The Egyptian Ministry of Antiquities announced that a team of underwater archaeologists had discovered the remains of a large Egyptian army of the fourteenth century BC, in the Gulf of Suez, 1.5 km from the coast of the modern city. By Ras Gharib
The team was looking for ancient ships and artifacts related to the Stone Age and Bronze Age trade in the Red Sea region, when it stumbled upon a giant mass of human bones blackened by years of immersion.
Led by Professor Abdel Muhammad Gader, who are linked to the Faculty of Archeology at the University of Cairo, they have recovered more than 400 different skeletons, as well as hundreds of weapons and pieces of armor, also the remains of two cars.
It is estimated that more than 5,000 skeletons could be scattered over a larger area, suggesting that a large army was in place.
Many clues led Master Gader to conclude that the bodies may be related to the famous episode of Exodus.
The old soldier seemed to have died in the dry land, since there are no traces of ships that are in the area.
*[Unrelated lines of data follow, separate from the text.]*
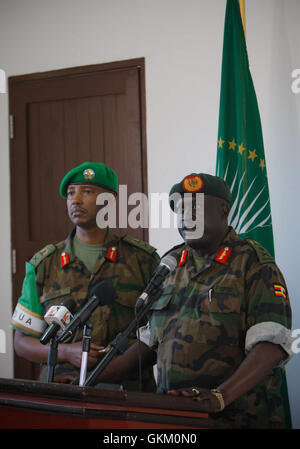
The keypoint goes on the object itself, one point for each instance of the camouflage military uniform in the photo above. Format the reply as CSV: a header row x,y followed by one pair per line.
x,y
59,275
211,312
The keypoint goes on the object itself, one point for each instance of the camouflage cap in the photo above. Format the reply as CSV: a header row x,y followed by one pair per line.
x,y
95,173
202,183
The positions of the bodies and the fact that they were stopped in a large amount of clay and rock, implies that they could have died in a landslide or a tsunami.
This magnificent sheet of an Egyptian khopesh was undoubtedly the weapon of a main character.
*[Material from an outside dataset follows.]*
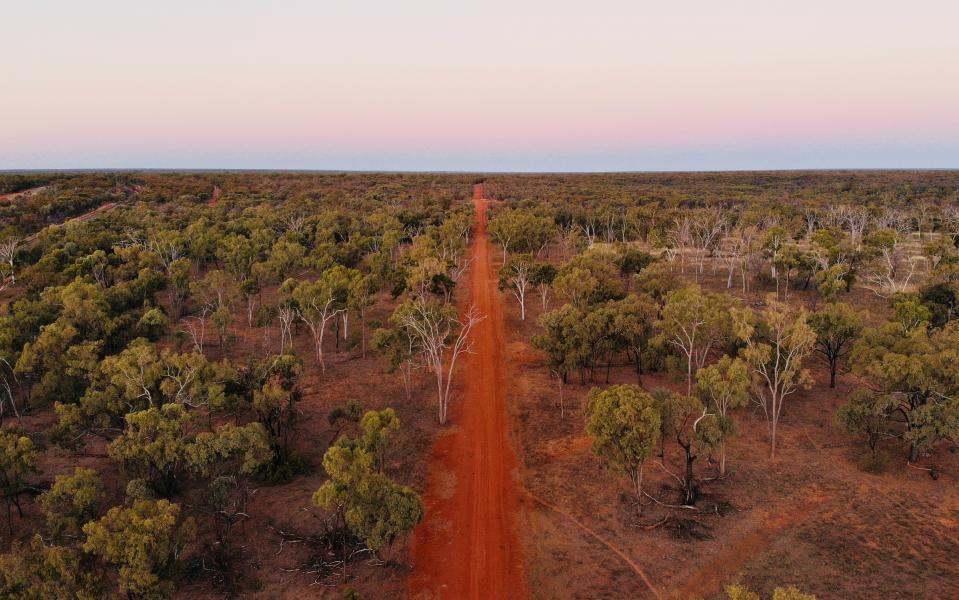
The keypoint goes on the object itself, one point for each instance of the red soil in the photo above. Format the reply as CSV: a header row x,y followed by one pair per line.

It was found near the remains of a richly decorated chariot, suggesting that it might have belonged to a prince or nobleman.
The number of corpses suggests that a large ancient army perished on the site dramatically, both seem to corroborate the biblical version of the Red Sea crossing, when the army of the Egyptian pharaoh was destroyed when the Jewish people had passed through the Red Sea.
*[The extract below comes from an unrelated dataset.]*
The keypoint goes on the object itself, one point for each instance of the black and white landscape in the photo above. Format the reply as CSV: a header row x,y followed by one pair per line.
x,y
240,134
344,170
It shows that a great Egyptian army was destroyed by the waters of the Red Sea during the reign of Akhenaten. The famous biblical story of “crossing the Red Sea” was discredited by most scholars and historians.
This surprising discovery provides undeniable scientific proof that one of the most famous episodes of the Old Testament is really based on a historical event. What do you think? Do not forget to share information.